Un article. 9 pages.
Parler, à propos d’une oeuvre littéraire, de hasard relève de la gageure. A moins d’y voir un thème littéraire et non un des aspects du fonctionnement de l’écriture. Exception faite des expériences très contemporaines d’écritures automatique ou aléatoire, et même en tenant compte de la logique interne au texte, qui, dans une certaine mesure, échappe à son concepteur, le hasard en littérature reste avant tout tributaire du projet de l’auteur.
Il existe cependant des lieux qui entrent dans une thématique spécifique et qui, en même temps, fonctionnent au sein du texte avec leurs propres règles et favorisent des rencontres fortuites, des événements occasionnels, des espaces où tout se passe comme si le hasard régnait en maître. Le jardin, parce qu’il échappe en partie aux règles des espaces domestiques ou à celles des espaces urbains, entre dans cette catégorie des lieux casuels où tout semble possible.
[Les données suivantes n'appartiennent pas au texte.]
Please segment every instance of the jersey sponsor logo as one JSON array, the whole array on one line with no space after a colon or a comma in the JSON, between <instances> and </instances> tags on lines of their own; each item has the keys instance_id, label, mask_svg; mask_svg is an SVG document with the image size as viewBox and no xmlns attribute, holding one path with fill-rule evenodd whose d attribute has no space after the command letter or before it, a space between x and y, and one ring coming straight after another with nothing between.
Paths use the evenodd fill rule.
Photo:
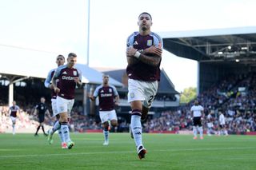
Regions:
<instances>
[{"instance_id":1,"label":"jersey sponsor logo","mask_svg":"<svg viewBox=\"0 0 256 170\"><path fill-rule=\"evenodd\" d=\"M70 76L62 76L62 80L68 80L68 81L73 81L74 79L74 77L70 77Z\"/></svg>"},{"instance_id":2,"label":"jersey sponsor logo","mask_svg":"<svg viewBox=\"0 0 256 170\"><path fill-rule=\"evenodd\" d=\"M151 46L152 45L152 40L147 40L146 45Z\"/></svg>"},{"instance_id":3,"label":"jersey sponsor logo","mask_svg":"<svg viewBox=\"0 0 256 170\"><path fill-rule=\"evenodd\" d=\"M112 97L112 93L108 93L108 94L101 94L101 97Z\"/></svg>"},{"instance_id":4,"label":"jersey sponsor logo","mask_svg":"<svg viewBox=\"0 0 256 170\"><path fill-rule=\"evenodd\" d=\"M73 71L73 75L74 76L77 76L78 75L78 73L76 71Z\"/></svg>"}]
</instances>

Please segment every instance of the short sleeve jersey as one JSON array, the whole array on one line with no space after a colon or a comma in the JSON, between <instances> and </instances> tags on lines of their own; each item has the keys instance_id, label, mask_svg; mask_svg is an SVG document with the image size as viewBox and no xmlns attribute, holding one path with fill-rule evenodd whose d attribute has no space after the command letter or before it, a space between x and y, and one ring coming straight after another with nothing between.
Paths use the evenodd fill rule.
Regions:
<instances>
[{"instance_id":1,"label":"short sleeve jersey","mask_svg":"<svg viewBox=\"0 0 256 170\"><path fill-rule=\"evenodd\" d=\"M74 99L74 89L77 86L74 79L79 77L82 80L81 72L76 68L68 68L66 65L59 66L54 76L58 79L58 87L60 92L58 96L65 99Z\"/></svg>"},{"instance_id":2,"label":"short sleeve jersey","mask_svg":"<svg viewBox=\"0 0 256 170\"><path fill-rule=\"evenodd\" d=\"M55 70L56 70L56 69L51 69L51 70L49 72L49 73L48 73L48 75L47 75L47 77L46 77L46 81L45 81L45 86L46 86L46 88L48 88L49 85L50 85L51 79L52 79L52 77L53 77L53 76L54 76L54 74ZM58 82L58 81L57 81L57 82ZM58 86L58 83L57 83L57 86ZM53 99L56 99L56 97L57 97L57 94L56 94L56 93L54 92L54 89L51 89L51 97L52 97Z\"/></svg>"},{"instance_id":3,"label":"short sleeve jersey","mask_svg":"<svg viewBox=\"0 0 256 170\"><path fill-rule=\"evenodd\" d=\"M202 117L202 111L203 111L203 108L202 105L193 105L190 109L190 111L193 113L193 117Z\"/></svg>"},{"instance_id":4,"label":"short sleeve jersey","mask_svg":"<svg viewBox=\"0 0 256 170\"><path fill-rule=\"evenodd\" d=\"M134 32L127 38L127 47L132 46L142 52L152 45L162 48L162 40L159 35L151 32L149 35L142 36L138 32ZM146 55L150 56L150 53ZM126 73L130 79L154 81L160 81L160 63L152 66L141 61L132 65L128 65Z\"/></svg>"},{"instance_id":5,"label":"short sleeve jersey","mask_svg":"<svg viewBox=\"0 0 256 170\"><path fill-rule=\"evenodd\" d=\"M19 110L19 107L18 105L12 105L10 107L10 116L16 117L17 117L17 112L18 110Z\"/></svg>"},{"instance_id":6,"label":"short sleeve jersey","mask_svg":"<svg viewBox=\"0 0 256 170\"><path fill-rule=\"evenodd\" d=\"M39 103L35 106L35 109L38 110L38 116L44 116L48 109L46 104Z\"/></svg>"},{"instance_id":7,"label":"short sleeve jersey","mask_svg":"<svg viewBox=\"0 0 256 170\"><path fill-rule=\"evenodd\" d=\"M118 91L114 85L104 87L98 86L94 93L94 97L98 97L99 111L110 111L114 109L114 97L118 96Z\"/></svg>"}]
</instances>

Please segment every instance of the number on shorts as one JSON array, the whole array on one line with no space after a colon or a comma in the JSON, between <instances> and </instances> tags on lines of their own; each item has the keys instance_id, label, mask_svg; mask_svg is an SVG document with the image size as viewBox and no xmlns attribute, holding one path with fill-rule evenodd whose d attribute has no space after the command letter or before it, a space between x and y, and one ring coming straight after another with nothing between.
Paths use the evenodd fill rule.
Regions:
<instances>
[{"instance_id":1,"label":"number on shorts","mask_svg":"<svg viewBox=\"0 0 256 170\"><path fill-rule=\"evenodd\" d=\"M154 96L150 96L150 100L147 101L149 103L149 106L151 105L151 103L154 98Z\"/></svg>"}]
</instances>

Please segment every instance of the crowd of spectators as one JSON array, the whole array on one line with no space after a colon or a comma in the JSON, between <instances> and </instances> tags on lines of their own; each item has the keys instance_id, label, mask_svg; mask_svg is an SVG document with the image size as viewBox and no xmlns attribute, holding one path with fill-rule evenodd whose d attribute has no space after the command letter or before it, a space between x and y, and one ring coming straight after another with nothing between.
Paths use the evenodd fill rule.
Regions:
<instances>
[{"instance_id":1,"label":"crowd of spectators","mask_svg":"<svg viewBox=\"0 0 256 170\"><path fill-rule=\"evenodd\" d=\"M256 131L256 74L230 75L221 81L213 85L208 90L202 93L197 99L204 107L204 127L206 127L206 116L214 113L214 128L218 127L218 111L222 110L226 117L226 128L231 132L246 132ZM1 102L1 101L0 101ZM194 101L162 113L156 113L143 123L145 132L192 130L190 107ZM34 103L24 104L18 102L22 109L18 128L36 127L37 117L33 115ZM50 106L50 104L49 104ZM50 109L50 107L49 107ZM0 105L0 131L11 128L11 121L8 113L9 107ZM86 132L88 129L102 129L100 120L97 115L84 115L83 108L77 105L74 107L70 125L71 131ZM46 124L53 125L53 118L46 118ZM118 132L127 132L129 122L126 119L118 117Z\"/></svg>"}]
</instances>

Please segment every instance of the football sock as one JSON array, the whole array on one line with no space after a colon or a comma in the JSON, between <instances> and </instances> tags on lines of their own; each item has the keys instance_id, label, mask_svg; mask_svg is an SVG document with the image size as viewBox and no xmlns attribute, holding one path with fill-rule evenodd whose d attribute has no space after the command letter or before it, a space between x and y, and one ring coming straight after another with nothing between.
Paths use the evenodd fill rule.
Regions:
<instances>
[{"instance_id":1,"label":"football sock","mask_svg":"<svg viewBox=\"0 0 256 170\"><path fill-rule=\"evenodd\" d=\"M35 132L35 134L38 134L38 130L40 129L40 125L38 125L38 128L37 128L37 132Z\"/></svg>"},{"instance_id":2,"label":"football sock","mask_svg":"<svg viewBox=\"0 0 256 170\"><path fill-rule=\"evenodd\" d=\"M202 137L202 126L198 127L198 131L199 131L199 133L200 133L200 137Z\"/></svg>"},{"instance_id":3,"label":"football sock","mask_svg":"<svg viewBox=\"0 0 256 170\"><path fill-rule=\"evenodd\" d=\"M64 139L64 136L62 135L61 129L58 129L58 134L59 138L61 139L62 143L66 142L65 139Z\"/></svg>"},{"instance_id":4,"label":"football sock","mask_svg":"<svg viewBox=\"0 0 256 170\"><path fill-rule=\"evenodd\" d=\"M63 136L65 141L66 142L70 141L70 129L67 125L67 122L62 122L61 123L61 131L62 131L62 135Z\"/></svg>"},{"instance_id":5,"label":"football sock","mask_svg":"<svg viewBox=\"0 0 256 170\"><path fill-rule=\"evenodd\" d=\"M53 127L53 132L52 133L54 133L57 130L58 130L61 128L61 125L58 121L55 121L54 127Z\"/></svg>"},{"instance_id":6,"label":"football sock","mask_svg":"<svg viewBox=\"0 0 256 170\"><path fill-rule=\"evenodd\" d=\"M198 135L198 130L197 130L197 127L193 126L193 133L194 133L194 136L196 137Z\"/></svg>"},{"instance_id":7,"label":"football sock","mask_svg":"<svg viewBox=\"0 0 256 170\"><path fill-rule=\"evenodd\" d=\"M130 120L131 130L136 147L142 144L141 114L140 110L133 110Z\"/></svg>"}]
</instances>

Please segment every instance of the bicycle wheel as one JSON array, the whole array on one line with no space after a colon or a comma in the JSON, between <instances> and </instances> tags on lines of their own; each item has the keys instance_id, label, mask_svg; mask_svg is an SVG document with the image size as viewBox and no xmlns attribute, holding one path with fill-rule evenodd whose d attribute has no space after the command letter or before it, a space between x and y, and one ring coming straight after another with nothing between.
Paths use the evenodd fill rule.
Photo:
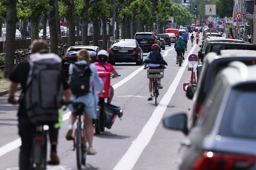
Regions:
<instances>
[{"instance_id":1,"label":"bicycle wheel","mask_svg":"<svg viewBox=\"0 0 256 170\"><path fill-rule=\"evenodd\" d=\"M81 136L81 123L78 122L77 124L76 149L76 165L78 169L81 169L82 166L82 147Z\"/></svg>"}]
</instances>

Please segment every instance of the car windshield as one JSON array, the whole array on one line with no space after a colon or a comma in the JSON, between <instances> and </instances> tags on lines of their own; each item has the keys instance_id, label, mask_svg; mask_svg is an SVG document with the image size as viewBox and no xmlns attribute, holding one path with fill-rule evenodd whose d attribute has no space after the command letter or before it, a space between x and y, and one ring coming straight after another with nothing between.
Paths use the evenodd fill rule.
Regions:
<instances>
[{"instance_id":1,"label":"car windshield","mask_svg":"<svg viewBox=\"0 0 256 170\"><path fill-rule=\"evenodd\" d=\"M232 91L220 131L222 136L256 138L256 84L240 85Z\"/></svg>"},{"instance_id":2,"label":"car windshield","mask_svg":"<svg viewBox=\"0 0 256 170\"><path fill-rule=\"evenodd\" d=\"M136 43L131 41L114 41L111 46L136 46Z\"/></svg>"},{"instance_id":3,"label":"car windshield","mask_svg":"<svg viewBox=\"0 0 256 170\"><path fill-rule=\"evenodd\" d=\"M135 39L154 39L152 34L136 34L135 35Z\"/></svg>"}]
</instances>

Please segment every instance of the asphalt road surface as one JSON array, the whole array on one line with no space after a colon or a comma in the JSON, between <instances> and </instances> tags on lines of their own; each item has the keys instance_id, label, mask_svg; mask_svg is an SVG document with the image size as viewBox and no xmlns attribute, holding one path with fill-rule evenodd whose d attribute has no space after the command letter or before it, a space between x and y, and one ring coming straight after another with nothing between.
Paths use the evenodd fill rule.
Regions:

Dans le Décaméron, le jardin est un endroit étrange et très particulier qui ne répond pas aux normes en vigueur dans la plupart des lieux dans lesquels évoluent les personnages des nouvelles et de la cornice. C’est un espace qui échappe en partie à la rigidité des codes sociaux et qui est le théâtre privilégié de rencontres improbables ou interdites : un lieu qui a toute les apparences du hasard et qui, avant tout, ouvre le champ des possibles et offre aux personnages, à l’instar d’Ève devant l’arbre défendu, l’occasion de défier les lois.